The images of film and the categories of signs: Peirce and Deleuze on media
In his two Cinema books, Gilles Deleuze updates his lifelong philosophical inquiry using semiotic terminology, which explicitly draws on concepts of Peirce. In a direction that is arguably of utmost significance for contemporary semiotics and media studies, Deleuze upgrades his lifelong interest in philosophy and psychoanalysis using a pragmatic semiotics that involves major claims for the non- linguistic status of semiotics, as suitable for his subject matter, film, and for a fundamental distinction between semiotic and logical or linguistic based semiology.
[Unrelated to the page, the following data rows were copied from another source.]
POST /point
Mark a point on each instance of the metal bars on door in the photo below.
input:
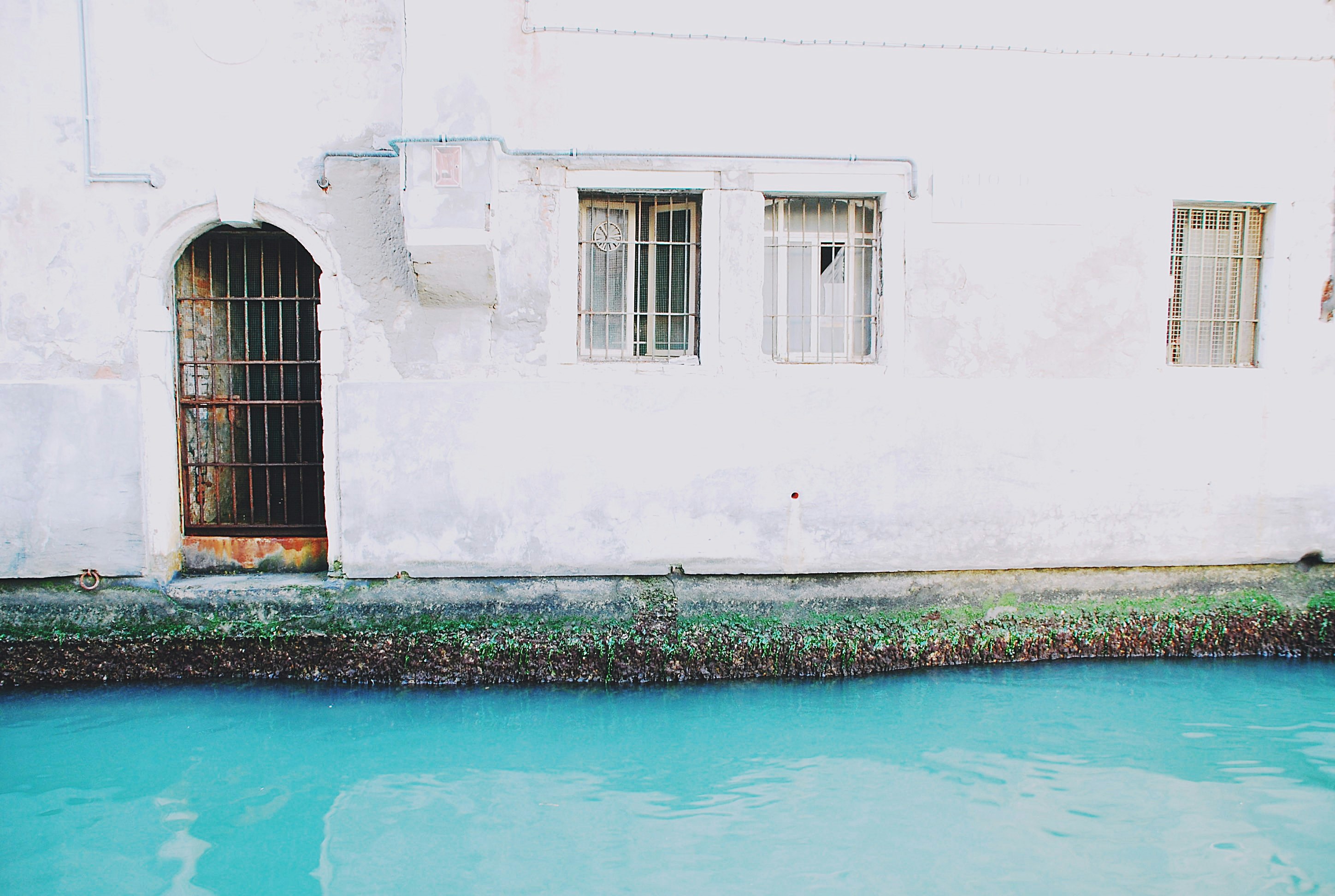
(640, 277)
(1217, 257)
(821, 279)
(251, 433)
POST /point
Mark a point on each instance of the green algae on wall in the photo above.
(660, 645)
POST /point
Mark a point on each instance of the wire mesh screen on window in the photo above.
(640, 277)
(1215, 286)
(821, 279)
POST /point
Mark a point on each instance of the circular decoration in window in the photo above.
(607, 236)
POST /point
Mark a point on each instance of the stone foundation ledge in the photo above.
(671, 628)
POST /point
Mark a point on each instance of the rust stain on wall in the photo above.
(234, 554)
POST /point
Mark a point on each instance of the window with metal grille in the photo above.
(821, 279)
(1215, 286)
(638, 277)
(250, 385)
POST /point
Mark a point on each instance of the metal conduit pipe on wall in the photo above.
(90, 174)
(397, 151)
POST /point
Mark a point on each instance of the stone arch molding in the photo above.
(155, 331)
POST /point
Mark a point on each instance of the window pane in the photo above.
(820, 288)
(1217, 274)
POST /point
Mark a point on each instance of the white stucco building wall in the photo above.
(1020, 412)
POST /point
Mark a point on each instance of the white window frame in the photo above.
(777, 321)
(632, 205)
(1231, 330)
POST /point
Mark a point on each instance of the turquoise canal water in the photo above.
(1081, 778)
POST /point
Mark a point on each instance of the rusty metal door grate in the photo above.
(250, 385)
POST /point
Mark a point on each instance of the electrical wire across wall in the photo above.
(529, 29)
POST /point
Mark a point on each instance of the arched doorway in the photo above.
(249, 388)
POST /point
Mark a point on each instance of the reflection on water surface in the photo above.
(1067, 778)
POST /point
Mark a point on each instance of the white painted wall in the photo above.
(1020, 412)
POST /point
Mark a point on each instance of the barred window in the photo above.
(1215, 286)
(640, 277)
(821, 279)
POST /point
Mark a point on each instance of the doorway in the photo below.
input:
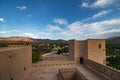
(81, 60)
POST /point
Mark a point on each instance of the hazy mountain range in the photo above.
(112, 40)
(32, 40)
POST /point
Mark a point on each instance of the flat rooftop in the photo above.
(50, 73)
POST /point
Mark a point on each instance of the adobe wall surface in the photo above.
(15, 63)
(96, 52)
(71, 47)
(78, 49)
(102, 70)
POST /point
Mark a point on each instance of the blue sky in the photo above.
(60, 19)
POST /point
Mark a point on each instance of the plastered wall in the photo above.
(15, 63)
(96, 50)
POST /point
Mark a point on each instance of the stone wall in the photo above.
(96, 50)
(77, 50)
(42, 64)
(104, 71)
(15, 62)
(70, 74)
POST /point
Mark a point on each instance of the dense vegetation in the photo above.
(38, 49)
(113, 55)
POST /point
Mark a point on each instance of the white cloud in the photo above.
(2, 20)
(22, 7)
(98, 4)
(29, 35)
(29, 15)
(102, 29)
(98, 15)
(53, 28)
(85, 5)
(8, 31)
(61, 21)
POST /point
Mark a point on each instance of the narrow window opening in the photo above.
(24, 68)
(11, 79)
(99, 46)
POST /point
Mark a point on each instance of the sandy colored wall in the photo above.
(15, 63)
(94, 52)
(80, 50)
(71, 46)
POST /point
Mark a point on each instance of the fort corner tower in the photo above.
(92, 49)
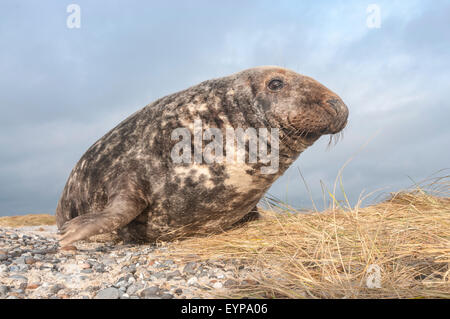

Philosophy as theory, and semiotic theory at that, becomes grounded in innumerable case studies of individual films. In the same way, Peirce drew on case studies in science, mathematics, and logic, synthesizing these in proposals for existential graphs that could assist practical reasoning, so the Cinema books are quite distinct writings by a conceptual philosopher like Deleuze, in their sustained attention to enumerated technical subject matter.
The Cinema books can be regarded in part and, interpretively, as a whole, as an inspired, albeit intuitive, translation of Peirce for and as media studies, and through extrapolation, new and televisual media. This paper argues that the Cinema books provide a pertinent and foundational basis for an encompassing semiotic model of contemporary media.